When accessing HDF5 via pandas
, I sometimes face the documented bug that one cannot make more than 31 select conditions. To circumvent this, I decided to split up the select conditions, create a batch of iterators and then concatenate the results at the end.
Here's my approach:
generators = []
for idChunk in grouper(conditionList, args.chunksizeGrouper, None):
# creates chunks of length args.chunksizeGrouper, will add [None] to fill up shorter lists
where = 'myId in [{}]'.format(
', '.join([str(id) for id in idChunk if id is not None]))
iteratorGenerator = lambda: hdfStore.select(
'table',
where=where,
iterator=True,
chunksize=args.chunksize
)
generators.append(iteratorGenerator)
#finally
doSomethingWithGeneraetors(generators, df, args)
That is, I want to create a list of generators. Calling generator()
will return the select statement, corresponding to the where condition.
I then store all of these in a list.
For completeness, here's the `grouper():
def grouper(iterable, n, fillvalue=None):
'''
takes an iterable and returns chunks.
'''
args = [iter(iterable)] * n
return zip_longest(*args, fillvalue=fillvalue)

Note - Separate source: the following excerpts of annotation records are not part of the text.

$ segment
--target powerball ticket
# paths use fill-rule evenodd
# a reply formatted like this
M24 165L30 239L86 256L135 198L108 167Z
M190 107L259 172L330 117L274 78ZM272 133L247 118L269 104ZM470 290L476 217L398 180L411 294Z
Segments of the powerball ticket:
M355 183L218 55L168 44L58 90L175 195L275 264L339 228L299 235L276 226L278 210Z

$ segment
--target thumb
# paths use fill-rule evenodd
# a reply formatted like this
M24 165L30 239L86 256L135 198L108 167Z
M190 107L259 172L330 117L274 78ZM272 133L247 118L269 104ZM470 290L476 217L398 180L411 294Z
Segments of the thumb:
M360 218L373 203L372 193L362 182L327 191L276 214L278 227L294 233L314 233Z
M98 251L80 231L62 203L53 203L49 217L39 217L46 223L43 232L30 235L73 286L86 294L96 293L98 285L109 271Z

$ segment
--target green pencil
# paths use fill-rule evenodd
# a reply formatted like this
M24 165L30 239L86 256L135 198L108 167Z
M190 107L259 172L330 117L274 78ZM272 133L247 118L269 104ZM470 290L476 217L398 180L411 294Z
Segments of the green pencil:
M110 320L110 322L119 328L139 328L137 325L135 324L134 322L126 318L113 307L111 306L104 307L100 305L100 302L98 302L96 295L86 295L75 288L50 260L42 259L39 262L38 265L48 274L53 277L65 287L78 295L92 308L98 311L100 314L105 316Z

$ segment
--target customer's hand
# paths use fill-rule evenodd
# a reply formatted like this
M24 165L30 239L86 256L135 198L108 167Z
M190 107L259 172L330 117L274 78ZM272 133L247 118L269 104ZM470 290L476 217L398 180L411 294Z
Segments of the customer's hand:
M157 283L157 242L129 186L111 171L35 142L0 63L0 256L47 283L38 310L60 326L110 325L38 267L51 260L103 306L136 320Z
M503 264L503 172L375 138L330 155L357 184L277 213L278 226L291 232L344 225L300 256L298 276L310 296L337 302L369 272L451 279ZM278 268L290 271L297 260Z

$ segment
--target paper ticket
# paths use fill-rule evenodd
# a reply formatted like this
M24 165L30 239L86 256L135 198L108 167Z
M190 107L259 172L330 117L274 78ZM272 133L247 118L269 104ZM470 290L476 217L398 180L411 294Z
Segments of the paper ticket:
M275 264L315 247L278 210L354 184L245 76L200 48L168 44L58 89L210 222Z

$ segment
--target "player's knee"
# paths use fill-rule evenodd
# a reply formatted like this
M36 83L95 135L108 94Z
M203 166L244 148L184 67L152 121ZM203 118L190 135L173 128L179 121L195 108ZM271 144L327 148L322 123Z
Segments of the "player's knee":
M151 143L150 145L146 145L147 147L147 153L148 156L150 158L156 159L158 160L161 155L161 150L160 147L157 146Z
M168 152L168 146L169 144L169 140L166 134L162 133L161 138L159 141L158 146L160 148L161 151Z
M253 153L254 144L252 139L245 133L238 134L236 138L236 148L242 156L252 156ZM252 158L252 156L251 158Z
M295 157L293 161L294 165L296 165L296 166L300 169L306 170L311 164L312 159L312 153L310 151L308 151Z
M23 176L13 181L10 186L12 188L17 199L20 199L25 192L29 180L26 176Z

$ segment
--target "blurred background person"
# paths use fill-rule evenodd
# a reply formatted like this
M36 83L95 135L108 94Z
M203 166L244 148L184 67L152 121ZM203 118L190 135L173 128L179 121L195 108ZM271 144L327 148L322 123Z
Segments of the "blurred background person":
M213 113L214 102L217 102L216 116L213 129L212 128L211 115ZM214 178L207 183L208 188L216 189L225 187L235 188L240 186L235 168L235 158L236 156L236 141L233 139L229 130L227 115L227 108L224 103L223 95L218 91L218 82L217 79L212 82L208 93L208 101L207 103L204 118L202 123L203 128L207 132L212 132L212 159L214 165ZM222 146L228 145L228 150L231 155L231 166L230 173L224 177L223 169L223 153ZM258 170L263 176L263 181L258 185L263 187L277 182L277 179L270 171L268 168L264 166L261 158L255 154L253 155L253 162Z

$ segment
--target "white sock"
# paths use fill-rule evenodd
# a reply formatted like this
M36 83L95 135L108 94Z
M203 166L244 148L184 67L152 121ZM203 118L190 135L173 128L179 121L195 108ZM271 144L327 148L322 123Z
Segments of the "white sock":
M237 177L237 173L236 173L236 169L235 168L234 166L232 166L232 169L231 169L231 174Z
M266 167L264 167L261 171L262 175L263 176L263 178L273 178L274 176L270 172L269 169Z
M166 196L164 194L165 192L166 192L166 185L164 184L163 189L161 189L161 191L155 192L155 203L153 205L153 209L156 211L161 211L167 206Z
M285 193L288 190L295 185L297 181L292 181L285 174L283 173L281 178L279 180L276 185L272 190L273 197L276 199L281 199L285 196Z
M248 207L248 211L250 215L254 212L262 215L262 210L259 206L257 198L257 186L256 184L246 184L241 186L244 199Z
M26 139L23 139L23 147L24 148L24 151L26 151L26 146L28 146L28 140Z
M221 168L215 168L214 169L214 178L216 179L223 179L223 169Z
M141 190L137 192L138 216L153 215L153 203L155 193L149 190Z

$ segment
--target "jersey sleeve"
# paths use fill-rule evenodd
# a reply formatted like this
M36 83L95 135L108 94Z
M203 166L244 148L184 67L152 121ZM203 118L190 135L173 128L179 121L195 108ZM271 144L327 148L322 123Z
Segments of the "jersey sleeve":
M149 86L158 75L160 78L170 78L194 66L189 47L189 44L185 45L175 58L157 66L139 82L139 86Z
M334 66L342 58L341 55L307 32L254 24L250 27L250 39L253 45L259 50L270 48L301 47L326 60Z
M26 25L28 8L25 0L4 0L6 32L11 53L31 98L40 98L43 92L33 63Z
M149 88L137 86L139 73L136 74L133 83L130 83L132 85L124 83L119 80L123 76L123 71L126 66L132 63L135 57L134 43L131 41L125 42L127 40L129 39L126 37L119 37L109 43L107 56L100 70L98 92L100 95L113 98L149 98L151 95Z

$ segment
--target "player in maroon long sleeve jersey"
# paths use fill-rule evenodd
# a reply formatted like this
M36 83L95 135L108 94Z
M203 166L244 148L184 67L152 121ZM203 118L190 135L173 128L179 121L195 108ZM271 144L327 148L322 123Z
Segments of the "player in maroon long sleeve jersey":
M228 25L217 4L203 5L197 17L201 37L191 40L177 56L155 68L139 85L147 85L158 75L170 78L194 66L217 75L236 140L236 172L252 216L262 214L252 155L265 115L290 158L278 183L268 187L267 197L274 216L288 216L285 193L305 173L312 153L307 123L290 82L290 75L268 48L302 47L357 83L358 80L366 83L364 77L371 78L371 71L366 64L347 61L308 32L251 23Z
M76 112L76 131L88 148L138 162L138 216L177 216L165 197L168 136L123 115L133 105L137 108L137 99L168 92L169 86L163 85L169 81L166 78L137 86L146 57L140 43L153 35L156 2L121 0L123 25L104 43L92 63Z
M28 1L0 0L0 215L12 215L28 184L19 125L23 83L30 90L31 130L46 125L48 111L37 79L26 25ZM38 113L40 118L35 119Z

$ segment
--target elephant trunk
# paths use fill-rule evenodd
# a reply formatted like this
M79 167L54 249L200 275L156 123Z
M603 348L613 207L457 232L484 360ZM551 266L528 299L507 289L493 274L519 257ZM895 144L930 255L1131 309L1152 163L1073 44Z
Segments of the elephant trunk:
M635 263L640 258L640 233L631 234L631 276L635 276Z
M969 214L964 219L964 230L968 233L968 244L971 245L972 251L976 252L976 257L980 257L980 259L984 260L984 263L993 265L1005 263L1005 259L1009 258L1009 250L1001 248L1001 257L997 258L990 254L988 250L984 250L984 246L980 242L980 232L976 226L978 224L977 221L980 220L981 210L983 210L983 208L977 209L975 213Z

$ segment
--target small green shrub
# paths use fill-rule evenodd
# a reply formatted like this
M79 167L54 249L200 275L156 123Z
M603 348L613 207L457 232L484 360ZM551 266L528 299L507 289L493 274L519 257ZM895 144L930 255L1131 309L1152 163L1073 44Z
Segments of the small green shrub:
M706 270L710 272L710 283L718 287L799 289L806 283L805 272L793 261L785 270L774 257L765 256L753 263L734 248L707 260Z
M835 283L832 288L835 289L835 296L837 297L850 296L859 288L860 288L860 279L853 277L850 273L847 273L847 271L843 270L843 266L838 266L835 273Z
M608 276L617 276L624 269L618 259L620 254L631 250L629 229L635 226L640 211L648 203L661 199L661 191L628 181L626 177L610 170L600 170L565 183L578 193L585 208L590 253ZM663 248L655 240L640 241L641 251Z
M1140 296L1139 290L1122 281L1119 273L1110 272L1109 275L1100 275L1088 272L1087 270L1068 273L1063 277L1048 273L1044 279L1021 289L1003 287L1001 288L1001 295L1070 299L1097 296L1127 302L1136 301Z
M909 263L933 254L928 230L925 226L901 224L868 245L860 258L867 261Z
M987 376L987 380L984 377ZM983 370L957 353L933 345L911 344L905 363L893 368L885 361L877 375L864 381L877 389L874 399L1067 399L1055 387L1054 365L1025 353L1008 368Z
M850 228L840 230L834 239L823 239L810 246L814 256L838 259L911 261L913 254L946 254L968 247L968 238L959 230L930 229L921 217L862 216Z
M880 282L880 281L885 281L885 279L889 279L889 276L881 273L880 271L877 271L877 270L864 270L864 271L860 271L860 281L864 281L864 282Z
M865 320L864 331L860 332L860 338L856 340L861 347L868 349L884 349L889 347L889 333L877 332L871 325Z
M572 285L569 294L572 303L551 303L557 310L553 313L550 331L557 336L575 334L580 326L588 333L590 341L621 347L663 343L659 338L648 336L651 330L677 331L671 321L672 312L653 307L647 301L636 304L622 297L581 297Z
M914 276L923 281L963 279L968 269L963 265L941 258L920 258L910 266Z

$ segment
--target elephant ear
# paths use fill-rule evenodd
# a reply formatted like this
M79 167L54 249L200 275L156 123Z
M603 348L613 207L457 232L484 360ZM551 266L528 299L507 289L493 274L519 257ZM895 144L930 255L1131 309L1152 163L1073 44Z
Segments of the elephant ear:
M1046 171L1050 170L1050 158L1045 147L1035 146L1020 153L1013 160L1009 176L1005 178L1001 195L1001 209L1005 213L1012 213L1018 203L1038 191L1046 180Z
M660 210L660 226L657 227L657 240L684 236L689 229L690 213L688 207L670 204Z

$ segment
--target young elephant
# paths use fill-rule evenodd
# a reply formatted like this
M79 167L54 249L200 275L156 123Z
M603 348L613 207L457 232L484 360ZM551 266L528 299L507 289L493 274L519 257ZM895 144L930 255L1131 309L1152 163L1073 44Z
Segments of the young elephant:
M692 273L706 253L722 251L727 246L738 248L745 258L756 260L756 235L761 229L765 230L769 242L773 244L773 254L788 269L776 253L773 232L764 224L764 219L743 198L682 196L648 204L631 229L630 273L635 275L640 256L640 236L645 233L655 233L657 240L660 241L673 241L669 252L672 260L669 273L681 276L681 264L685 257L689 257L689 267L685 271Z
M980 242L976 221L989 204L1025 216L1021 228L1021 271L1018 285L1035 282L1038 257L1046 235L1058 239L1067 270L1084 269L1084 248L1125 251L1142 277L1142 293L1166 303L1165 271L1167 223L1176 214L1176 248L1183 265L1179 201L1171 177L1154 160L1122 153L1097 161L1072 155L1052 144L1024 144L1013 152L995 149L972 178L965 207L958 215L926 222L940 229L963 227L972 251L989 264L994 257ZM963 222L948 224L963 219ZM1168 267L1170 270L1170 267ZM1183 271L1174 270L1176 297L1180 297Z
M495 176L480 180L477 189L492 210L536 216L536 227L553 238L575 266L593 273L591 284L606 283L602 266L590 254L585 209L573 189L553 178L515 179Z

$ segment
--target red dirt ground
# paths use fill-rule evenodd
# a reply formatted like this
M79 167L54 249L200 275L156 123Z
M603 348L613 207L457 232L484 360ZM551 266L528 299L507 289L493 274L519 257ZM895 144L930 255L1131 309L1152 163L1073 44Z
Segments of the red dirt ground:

One of the problem that arises is my definition of where
rewrites the lambda function retrospectively: When I am in the second round, the newly defined where
(based on the second idCunk
) will replace the lambda
generator that is inside generators[0]
.
How can I circumvent this issue? Is there something else I need to be aware of with this structure, or is there a better way of dealing with this?